Step-by-step explanation:

In order to solve for this function, we need to substitute in our value of x inside to find f(x). Since we are trying to evalue f(-1), we will substitute -1 in as x to our equation.

$f(-1) = 3(-1)^4 - 5(-1)^2 + 2(-1) - 3$

Now we can solve for the function by multiplying/subtracting/adding our known values.

Starting with the first term to the last term:

$3(-1)^4 = 3$

WAIT! How is this possible? $-1^4 = -1$ (according to my calculator), and $3 \cdot -1 = -3$ , not 3!

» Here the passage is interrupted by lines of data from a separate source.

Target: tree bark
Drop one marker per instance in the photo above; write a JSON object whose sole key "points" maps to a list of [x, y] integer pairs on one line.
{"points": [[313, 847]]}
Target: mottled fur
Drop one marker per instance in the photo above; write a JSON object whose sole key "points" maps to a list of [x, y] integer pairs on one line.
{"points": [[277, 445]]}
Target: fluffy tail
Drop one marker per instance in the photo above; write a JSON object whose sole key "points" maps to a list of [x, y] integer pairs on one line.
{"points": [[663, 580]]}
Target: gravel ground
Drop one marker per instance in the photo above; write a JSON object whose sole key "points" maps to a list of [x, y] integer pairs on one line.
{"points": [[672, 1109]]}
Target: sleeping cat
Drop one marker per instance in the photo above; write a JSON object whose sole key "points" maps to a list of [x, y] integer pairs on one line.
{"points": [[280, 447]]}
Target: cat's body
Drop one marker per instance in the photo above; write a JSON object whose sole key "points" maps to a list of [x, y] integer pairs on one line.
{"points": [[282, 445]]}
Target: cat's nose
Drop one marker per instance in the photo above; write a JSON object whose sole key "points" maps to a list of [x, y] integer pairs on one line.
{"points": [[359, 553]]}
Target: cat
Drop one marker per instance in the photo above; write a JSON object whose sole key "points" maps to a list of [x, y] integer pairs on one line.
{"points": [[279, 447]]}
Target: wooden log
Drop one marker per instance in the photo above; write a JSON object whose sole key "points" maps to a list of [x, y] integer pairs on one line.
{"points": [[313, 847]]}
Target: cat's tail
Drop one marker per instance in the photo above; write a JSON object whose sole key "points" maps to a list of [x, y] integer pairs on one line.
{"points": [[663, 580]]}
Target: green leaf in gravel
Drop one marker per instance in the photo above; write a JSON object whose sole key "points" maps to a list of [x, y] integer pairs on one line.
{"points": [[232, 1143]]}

It's important to note that taking a power of a negative number and multiplying a negative number are two different things. Let's use $-2^2$ as an example.

What your calculator did was follow BEMDAS since it wasn't explicitly told not to.

BEMDAS:

- Brackets

- Exponents

- Multiplication/Division

- Addition/Subtraction

Examining the equation, your calculator used this rule properly. Note that exponents come over multiplication.

So rather than being "-2 squared" - it's "the negative of of 2 squared."

Tying this back into our problem, the squared method would only be true if it looks like $-1^4$ . However, since we're substituting in -1, it looks like $(-1)^4$ , so the expression reads out as "-1 to the fourth."